Why mapped_file::data returns char* instead of void*

Question

Or even better a template <T*>?

In case the memory mapped file contains a sequence of 32 bit integers, if data() returned a void*, we could be able to static cast to std::uint32_t directly.

Why did boost authors choose to return a char* instead?

EDIT: as pointed out, in case portability is an issue, a translation is needed. But saying that a file (or a chunk of memory in this case) is a stream of bytes more than it is a stream of bits, or of IEEE754 doubles, or of complex data structures, seems to me a very broad statement that needs some more explanation.

Even having to handle endianness, being able to directly map to a vector of be_uint32_t as suggested (and as implemented here) would make the code much more readable:

struct be_uint32_t {
  std::uint32_t raw;
  operator std::uint32_t() { return ntohl(raw); }
};

static_assert(sizeof(be_uint32_t)==4, "POD failed");

Is it allowed/advised to cast to a be_uint32_t*? Why, or why not?

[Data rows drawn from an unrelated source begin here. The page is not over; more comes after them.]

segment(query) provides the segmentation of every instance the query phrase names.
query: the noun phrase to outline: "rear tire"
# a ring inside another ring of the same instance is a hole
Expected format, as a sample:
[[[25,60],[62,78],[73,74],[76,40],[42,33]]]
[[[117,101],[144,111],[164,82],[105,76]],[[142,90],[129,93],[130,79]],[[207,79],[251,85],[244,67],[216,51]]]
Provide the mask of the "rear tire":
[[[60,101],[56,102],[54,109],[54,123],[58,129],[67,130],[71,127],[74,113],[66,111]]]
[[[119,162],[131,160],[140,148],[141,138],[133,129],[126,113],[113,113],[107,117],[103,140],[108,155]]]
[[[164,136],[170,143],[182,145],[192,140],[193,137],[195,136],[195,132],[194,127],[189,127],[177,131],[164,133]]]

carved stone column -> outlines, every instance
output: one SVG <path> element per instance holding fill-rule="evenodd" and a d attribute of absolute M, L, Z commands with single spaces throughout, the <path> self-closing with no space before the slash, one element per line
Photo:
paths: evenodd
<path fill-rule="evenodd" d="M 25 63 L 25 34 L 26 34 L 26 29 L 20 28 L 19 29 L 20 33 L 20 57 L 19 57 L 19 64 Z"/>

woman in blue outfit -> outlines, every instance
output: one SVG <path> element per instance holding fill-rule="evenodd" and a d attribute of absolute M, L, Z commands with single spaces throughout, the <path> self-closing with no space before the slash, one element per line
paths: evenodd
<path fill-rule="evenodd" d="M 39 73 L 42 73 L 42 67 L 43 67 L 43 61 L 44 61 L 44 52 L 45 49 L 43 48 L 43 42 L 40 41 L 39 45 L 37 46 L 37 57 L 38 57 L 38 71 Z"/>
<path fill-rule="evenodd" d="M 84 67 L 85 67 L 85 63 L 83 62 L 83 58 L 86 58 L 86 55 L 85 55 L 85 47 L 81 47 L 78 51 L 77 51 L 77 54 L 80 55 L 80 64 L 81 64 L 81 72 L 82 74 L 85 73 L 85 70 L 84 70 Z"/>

Which kind of cast should be used?

EDIT2: Since it seems difficult to get to the point instead of discussing weather the memory model of an elaborator is made of bits, bytes or words I will rephrase giving an example:

#include <cstdint>
#include <memory>
#include <vector>
#include <iostream>
#include <boost/iostreams/device/mapped_file.hpp>

struct entry {
  std::uint32_t a;
  std::uint64_t b;
} __attribute__((packed)); /* compiler specific, but supported 
                              in other ways by all major compilers */

static_assert(sizeof(entry) == 12, "entry: Struct size mismatch");
static_assert(offsetof(entry, a) == 0, "entry: Invalid offset for a");
static_assert(offsetof(entry, b) == 4, "entry: Invalid offset for b");

int main(void) {
  boost::iostreams::mapped_file_source mmap("map");
  assert(mmap.is_open());
  const entry* data_begin = reinterpret_cast<const entry*>(mmap.data());
  const entry* data_end = data_begin + mmap.size()/sizeof(entry);
  for(const entry* ii=data_begin; ii!=data_end; ++ii)
    std::cout << std::hex << ii->a << " " << ii->b << std::endl;
  return 0;
}

Given that the map file contains the bit expected in the correct order, is there any other reason to avoid using the reinterpret_cast to use my virtual memory without copying it first?

If there is not, why force the user to do a reinterpret_cast by returning a typed pointer?

Please answer all the questions for bonus points :)

Answer 1

In case the memory mapped file contains a sequence of 32 bit integers, if data() returned a void*, we could be able to static cast to std::uint32_t directly.

No, not really. You still have to consider (if nothing else) endianness. This "one step conversion" idea would lead you into a false sense of security. You're forgetting about an entire layer of translation between the bytes in the file and the 32-bit integer you want to get into your program. Even when that translation happens to be a no-op on your present system and for a given file, it's still a translation step.

It's much better to get an array of bytes (literally what a char* points to!) then you know you have to do some thinking to ensure that your pointer conversion is valid and that you are performing whatever other work is required.

Answer 2

char* represents array of raw bytes, which is what mapped_file::data is in most general case.

void* would be misleading as it provides less information about the contained type and requires more setup to work with then char* - we know that file contents are some bytes, which char* represents.

Template return type would require conversion to that type be performed inside the library, while it makes more sense to do that on the caller side (since library just provides an interface to raw file contents, and the caller knows specifically what those contents are).

Answer 3

Returning a char * seems to be just a (peculiar) design decision of boost::iostreams implementation.

Other APIs like e.g. the boost interprocess return void*.

As observed by sehe the UNIX mmap specification (and malloc) use void* as well.

It is somewhat a duplicate of void* or char* for generic buffer representation?

As a note of caution the layer of translation mentioned by Lightness in another answer may be needed when the memory is written from one architecture and read on a different one. Endianness is easy to solve using a conversion type, but alignment need to be considered as well.

About static cast: http://en.cppreference.com/w/cpp/language/static_cast mentions:

A prvalue of type pointer to void (possibly cv-qualified) can be converted to pointer to any type. If the value of the original pointer satisfies the alignment requirement of the target type, then the resulting pointer value is unchanged, otherwise it is unspecified. Conversion of any pointer to pointer to void and back to pointer to the original (or more cv-qualified) type preserves its original value.

So if the file to be memory mapped was created on a different architecture with a different alignment, the loading may fail (e.g. with a SIGBUS) depending on the architecture and the OS.